But does that mean we let the offender off the hook? Not at all. It is imperative to hold an offender accountable for his/her actions, or lack of actions.
It’s just that we need to let go of the bitterness we carry towards them. Because there is a powerful connection between forgiving others and our own well-being. When we choose to forgive, truly, we feel good, and our health is restored. This boosts our immunity and gives us a positive frame of mind.
However, the time taken to forgive is closely associated with the relationship
we share with the wrongdoer. So, the closer the tie, the longer it takes us to
heal the hurt and forgive.
Even otherwise, forgiveness takes its own sweet time, for it is a process, not an event. Nursing that bruise, the offender inflicted on us, is no easy feat. And sometimes, forgiveness may not lead to reconciliation.

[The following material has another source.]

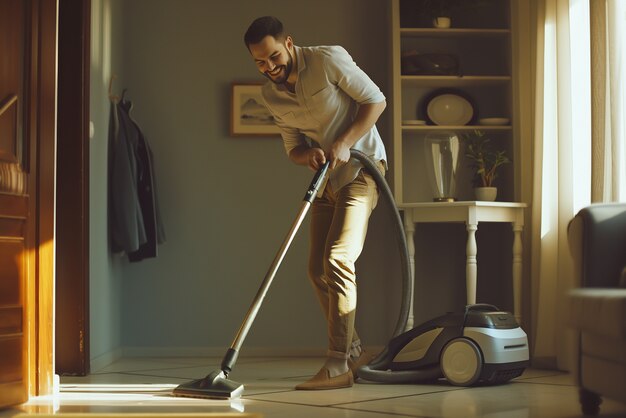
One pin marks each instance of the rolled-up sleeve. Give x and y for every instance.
(345, 73)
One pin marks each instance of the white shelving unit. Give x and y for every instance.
(482, 45)
(492, 49)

We may forgive someone, even if we can never get along with them ever again. Nevertheless, it is important to forgive, for our own peace
Here are some pointers that can help you master the art of forgiving:
Don’t abuse the offenderA person may wrong you willfully, and may, perhaps, even deserve an abuse or two from you.
While it is natural to be harsh on them for a while, make sure you do not use any swear words or insult them. If you are too short-tempered, try and consider the
maturity level of the offender. While this might not be a solution, it might just help you to calm down a little.
Don’t be a pushover
To forgive does not mean you should allow yourself to feel victimised. While it isn’t healthy to react harshly on impulse, it is necessary to make it clear to the offender that you won’t tolerate such behaviour, and that s/he be really sorry about it. Also, once you have calmed down and are willing to talk it out, make it known that while you might be ready to forgive, you won’t stand any form of disrespect or repetitive abuse.
Don’t be too harsh
Some people may not really mean any offence, but land up hurting you,
nevertheless, and sometimes quite often.
Many a time, such people are those who probably had a rough childhood and,
therefore, tend to be a little rude.
Usually, such people do not realise they are being rude. When this is the case, it is your responsibility to let them know that you felt offended by their comment or behaviour. Once you do that, they are sure to feel sorry about it. Then, it will be your turn to forgive them.
Don’t forget; just forgive
Let’s face it: some people are simply mean-spirited, apathetic or even sadistic. Such people rarely ever feel sorry about their mistakes and don’t really deserve your
forgiveness. Yet, it is necessary to forgive, because, otherwise, the hatred will degrade your wellbeing.
While you may not be able to forgive quickly, do ensure, that you do so, with time. But make sure you don’t forget such people; you need to remember to steer clear of them.